Gegensätze in der ÖVP

Wie auch immer. Bei der ÖVP werden erste Schwachstellen deutlich. Karas steht für einen Kurs, der selbst ÖVP-intern nicht populär ist. Da nützt es auch nicht, dass quasi als Nummer 2 Karoline Edtstadler steht. Sie ist einer breiten Öffentlichkeit nicht bekannt. Und selbst jene, die sie kennen, werden sie wohl als einen Gegenpart oder “Aufpasser” zu Karas bewerten. Und das kann parteiintern nie gut sein. Gegensätze ziehen sich nicht immer an.

Das nächste Problem der ÖVP ist Harald Vilimsky. Der freiheitliche Politiker ist zwar erst seit fünf Jahren auf EU-Ebene tätig. Allerdings ist ihm in dieser Zeit viel gelungen. So etwa ist auch Vilimsky einer der treibenden Kräfte, die zu einer patriotischen Allianz auf EU-Ebene geführt haben. Und diesmal geht es wirklich darum, eine Wende in der EU einzuleiten. Die EU-Bürger sind europaweit unzufrieden. Es mehren sich die EU-kritischen Kräfte. EU-Kommission als auch Parlament werden nach der Wahl komplett anders aussehen.

FPÖ hat Alleinstellungsmerkmal

Vilimsky ist auch dafür bekannt, dass er politisch einstecken und noch besser austeilen kann. Rhetorisch und inhaltlich ist er sattelfest. Bei der EU-Wahl hat die FPÖ auch ein klares Alleinstellungsmerkmal. Auf der einen Seite stehen jene, die mehr EU wollen. Und auf der anderen Seite stehen jene, die mehr Österreich wollen. Die FPÖ hat keine Konkurrenz im Wählerspektrum, es gibt durchaus das Potenzial sämtliche EU-kritische Stimmen abzuholen.

Die FPÖ mobilisiert kräftig. Die ÖVP mit Karas allerdings hat eben kein Zugpferd. Nicht einmal Sebastian Kurz könnte Karas helfen, da sie inhaltlich, wie bereits beschrieben, in vielen Punkten nicht auf gleicher Linie sind. Und Vilimsky ist jener, der den Kurs der Regierung vertritt. Es ist jener Kurs, der mehrheitlich freiheitlich geprägt ist. Denn die ÖVP war vor der “Ära Kurz” in vielen Themen anderer Meinung. Um nicht sogar meinen zu wollen, dass die ÖVP Inhalte umsetzt, die sie zuvor als rechtsextrem verunglimpft hat.

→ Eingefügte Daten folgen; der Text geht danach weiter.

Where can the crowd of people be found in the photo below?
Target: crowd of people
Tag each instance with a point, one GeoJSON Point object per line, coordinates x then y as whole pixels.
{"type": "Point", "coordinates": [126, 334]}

Vilimsky könnte wie Norbert Hofer gewinnen

Jedenfalls zeigt das Endergebnis der Konfrontation auf Puls 4, welcher Kandidat am Besten überzeugt hat, und auch, was möglich werden kann. Vilimsky könnte wie einst Norbert Hofer im ersten Wahlgang bei der Bundespräsidentschaftswahl als Sieger hervorgehen. Nur mit dem Unterschied, dass es nur eine Wahl gibt. Karas wiederum muss mit anderen Parteien um die Stimmen des gleichen EU-wohlwollenden Wählerteichs fischen. Die Optik nach der TV-Konfrontation liegt für die Türkisen schief. Dass die ÖVP mit Karas tatsächlich auf Platz 3 abstürzen könnte, ist angesichts der derzeitigen Lage nicht unrealistisch.